Let’s face it: no one does faux outrage better than the Daily Mail. The paper and its readers get outraged so often over so little that I wonder whether they have any energy or time left to get on with their own lives, rather than interfering in everyone else’s. Their latest rant is over Sandi Toksvig’s use of the ’most offensive word in English language’. The Mail took aim at one of its favourite ‘liberal-lefty’ tagets and blasted:
“The BBC was at the centre of a new decency row last night after ruling that the most offensive word in English is acceptable for broadcast. The Corporation decided that the word – most abhorrent to women – has lost much of its ‘shock value’ and is tolerable for radio and television.”
Now that sounds a little unlike Ms Toksvig’s usual language. So why did she utter that nasty ‘c’ word? Well of course she didn’t. In an edition of the News Quiz last Octover, the presenter used a scripted joke, saying:
“It’s the Tories who have put the “n” into cuts”
The audience laughed. If I was listening to the Saturday repeat, which I usually do, I would have laughed. My 14 year old daughter often listens to the show and she would also have laughed and I would have felt no parental embarrassment in her understanding the humour. It was a joke; an amusement. No rude words were actually used. No maiden aunts or small children were harmed in this scriptwriter’s artifice.
But that didn’t stop a complaintbeing made by an offended listener. The complaint has been rejected by the BBC and the BBC Trust have refused to take the issue further. Good for them – I am surprised, but pleased by their robust response.
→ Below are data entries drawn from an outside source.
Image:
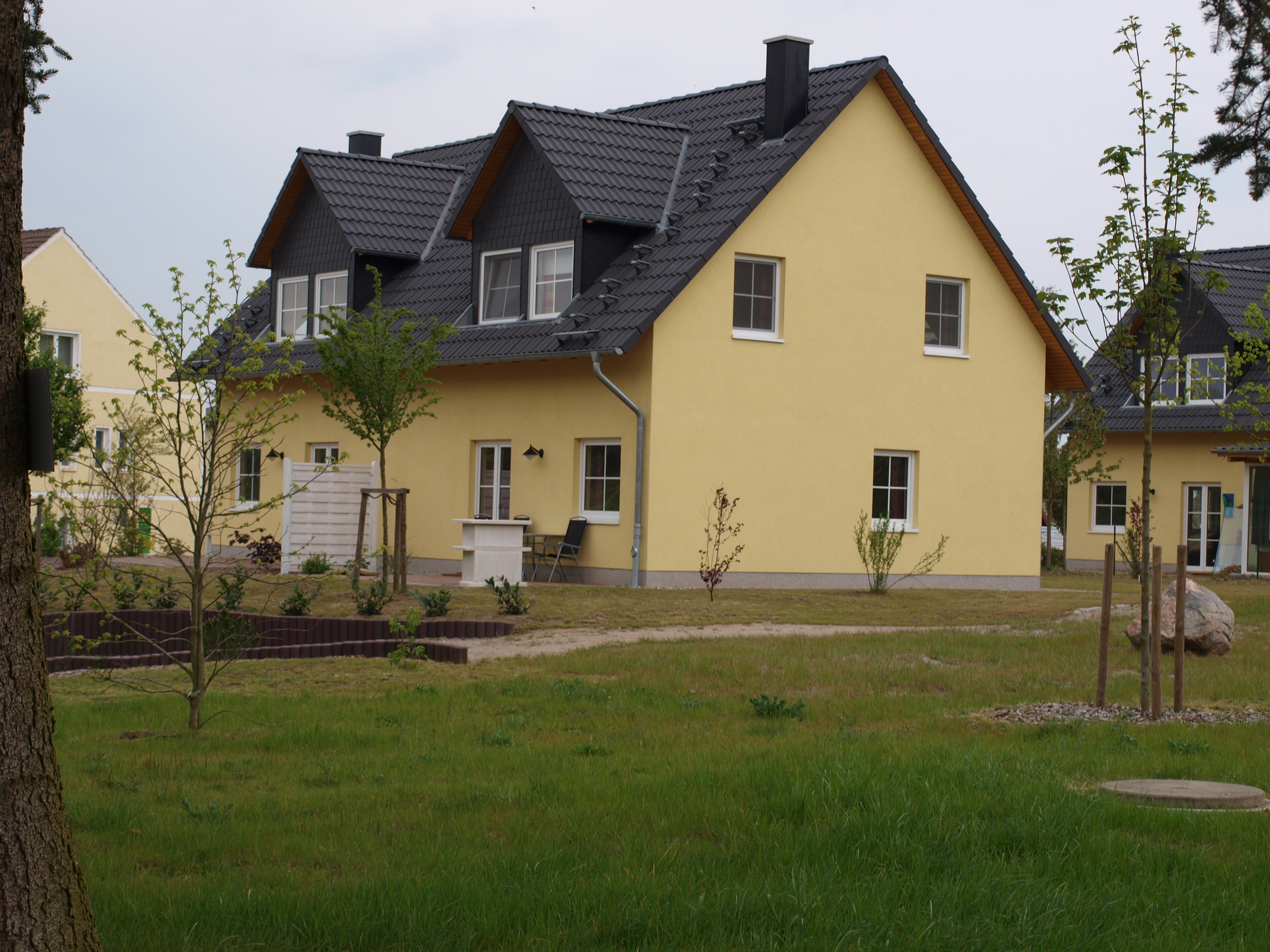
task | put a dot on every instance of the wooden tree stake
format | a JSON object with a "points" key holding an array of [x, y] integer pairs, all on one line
{"points": [[1105, 622], [1180, 629], [1157, 559]]}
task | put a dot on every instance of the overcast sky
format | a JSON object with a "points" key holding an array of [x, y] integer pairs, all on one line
{"points": [[176, 123]]}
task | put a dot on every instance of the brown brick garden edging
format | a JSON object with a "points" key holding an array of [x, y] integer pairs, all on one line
{"points": [[281, 636]]}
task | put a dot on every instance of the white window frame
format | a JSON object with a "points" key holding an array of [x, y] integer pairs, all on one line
{"points": [[772, 336], [75, 343], [107, 450], [534, 278], [498, 489], [1094, 508], [912, 490], [480, 298], [601, 517], [332, 448], [1192, 358], [277, 316], [318, 280], [238, 480], [1183, 377], [935, 350]]}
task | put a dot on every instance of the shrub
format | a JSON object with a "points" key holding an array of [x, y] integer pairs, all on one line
{"points": [[373, 598], [512, 599], [233, 588], [126, 590], [164, 595], [435, 602], [264, 550], [878, 543], [299, 601], [318, 564], [778, 708]]}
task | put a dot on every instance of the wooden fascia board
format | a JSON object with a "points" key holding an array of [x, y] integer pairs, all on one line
{"points": [[484, 180], [262, 255], [1062, 368]]}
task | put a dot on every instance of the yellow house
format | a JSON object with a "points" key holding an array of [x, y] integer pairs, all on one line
{"points": [[783, 287], [82, 324], [1202, 470]]}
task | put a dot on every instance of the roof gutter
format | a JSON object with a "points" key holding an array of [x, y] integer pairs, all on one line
{"points": [[639, 463]]}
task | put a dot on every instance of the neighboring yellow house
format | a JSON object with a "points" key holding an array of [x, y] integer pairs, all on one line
{"points": [[789, 278], [84, 316], [1202, 473]]}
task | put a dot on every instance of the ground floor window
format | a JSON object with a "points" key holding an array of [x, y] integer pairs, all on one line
{"points": [[1203, 525], [601, 480], [324, 454], [893, 486], [493, 480], [1110, 503], [250, 475]]}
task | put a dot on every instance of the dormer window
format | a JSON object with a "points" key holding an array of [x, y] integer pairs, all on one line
{"points": [[501, 286], [332, 296], [293, 307], [553, 278]]}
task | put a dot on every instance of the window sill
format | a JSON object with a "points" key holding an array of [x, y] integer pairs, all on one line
{"points": [[896, 526]]}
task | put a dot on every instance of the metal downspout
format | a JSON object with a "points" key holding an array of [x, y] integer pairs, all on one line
{"points": [[639, 463]]}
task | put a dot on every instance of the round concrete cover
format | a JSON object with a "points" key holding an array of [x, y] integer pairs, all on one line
{"points": [[1189, 795]]}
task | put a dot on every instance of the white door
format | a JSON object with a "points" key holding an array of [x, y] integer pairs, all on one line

I am not sure why the listener was so offended. It is one thing to actually use a rude word and another to imply it in a way that requires an adult mind to understand it. If the ‘c word’ had been used on daytime broadcasting, then I might have been a little disappointed myself. But it wasn’t. There was an indirect reference made to the word, which was mildly humorous. The complainant, Colin Harrow a retired managing editor of Mirrot Group Newspapers, said
“‘Of course they used a veil, but it was a pretty thin veil. They might as well have just said it.”
Well it wasn’t a veil, A veil is used to disguise of hide an item. In this case the item wasn’t there, no matter how hard you looked. I can point at a rusty nail and talk about gold, but that doesn’t make me an alchemist.
And whilst I’m on the subject, I’d like to argue that the word in question is not the ‘most offensive word in the English language’. There are several that I find more offensive, which are usually used to describe non-white people or LGBT people. But those are word I suspect are more likely to be in the lexicon of some of the apparently easily offended Mail readers. And if the word in question is ‘most abhorrent to women’, why was a man the only complainant?
Or maybe, as we approach the millennium of King Cnut’s capture of the English throne, Ms Toksvig was simply making an oblique reference to the Conservatives failing to turn the tide?